Milliardenumsatz und -gewinn bei Biontech, der Konkurrent Curevac ist davon noch weit entfernt. Das Tübinger Biotech-Unternehmen schreibt aufgrund hoher Forschungskosten weiter rote Zahlen.

Der Verlust vor Steuern lag im ersten Quartal bei 112,2 Millionen Euro, wie ein Sprecher am Mittwoch mitteilte. Die Verluste gehen demnach vor allem auf Forschungs- und Entwicklungskosten für den Corona-Impfstoff CVnCov zurück. Im ersten Quartal des Vorjahres hatte der Verlust noch bei 23,9 Millionen Euro gelegen. Angaben zum Ergebnis nach Steuern machte Curevac zunächst nicht.

Der Umsatz stieg in den ersten drei Monaten des Jahres von 3,1 auf 10 Millionen Euro. Der Anstieg geht laut Curevac vor allem auf die Zusammenarbeit mit dem britischen Pharmakonzern Glaxosmithkline (GSK) zurück. Die beiden Unternehmen arbeiten bei der Entwicklung eines Corona-Impfstoffs zusammen.

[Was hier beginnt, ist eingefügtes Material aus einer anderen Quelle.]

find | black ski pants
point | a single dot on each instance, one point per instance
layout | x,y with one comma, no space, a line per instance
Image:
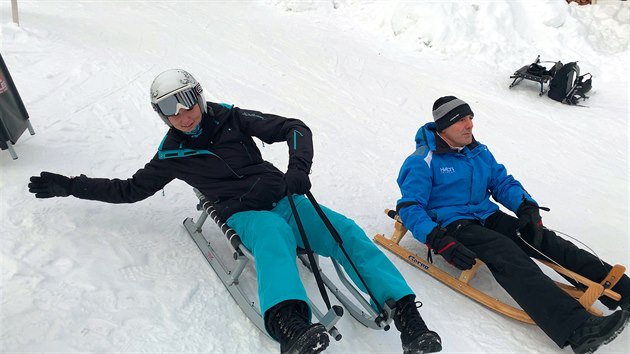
508,258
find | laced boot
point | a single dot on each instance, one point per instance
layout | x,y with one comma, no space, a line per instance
288,323
597,331
416,338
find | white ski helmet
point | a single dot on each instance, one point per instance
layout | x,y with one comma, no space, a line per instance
174,89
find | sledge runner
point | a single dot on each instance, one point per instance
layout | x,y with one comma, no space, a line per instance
446,186
210,146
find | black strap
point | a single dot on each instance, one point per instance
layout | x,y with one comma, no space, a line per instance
337,238
309,252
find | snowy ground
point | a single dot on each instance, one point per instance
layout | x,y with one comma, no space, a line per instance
82,276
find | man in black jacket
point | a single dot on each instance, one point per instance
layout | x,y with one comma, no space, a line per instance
210,146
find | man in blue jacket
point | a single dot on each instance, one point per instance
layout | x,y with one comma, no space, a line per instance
446,185
210,146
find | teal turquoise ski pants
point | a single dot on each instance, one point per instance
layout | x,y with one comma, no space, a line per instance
273,237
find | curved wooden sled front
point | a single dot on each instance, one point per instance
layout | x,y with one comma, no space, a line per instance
587,297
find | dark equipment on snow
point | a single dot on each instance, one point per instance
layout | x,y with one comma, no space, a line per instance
535,72
568,86
565,83
13,115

Curevac hatte 2020 mit einem Vorsteuerverlust von 129,8 Millionen Euro abgeschlossen und auch dies mit hohen Kosten für Forschung und Entwicklung des Corona-Impfstoffs begründet. Der Corona-Impfstoffkandidat CVnCov befindet sich derzeit in einem rollierenden Zulassungsverfahren bei der Europäischen Arzneimittel-Agentur (EMA). Curevac erwartet die Zulassung noch im Juni.

Wie das Unternehmen weiter bekanntgab, soll der Corona-Impfstoff der ersten Generation ab Anfang Juni in einer Studie in Großbritannien auf seine Sicherheit und Wirksamkeit als Booster-Impfung überprüft werden. Rund 3000 Teilnehmer sollen unter anderem den Curevac-Impfstoff erhalten, nachdem sie auch mit anderen Impfstoffen vollständig geimpft wurden. Mit Booster-Impfungen soll ein Schutz einige Zeit nach einer abgeschlossenen Impfung aufgefrischt werden. Die Ergebnisse der Studie würden für September erwartet, hieß es.

Zusammen mit GSK entwickelt Curevac derzeit zudem einen Corona-Impfstoff der zweiten Generation, der besser gegen neue Virusvarianten schützen soll.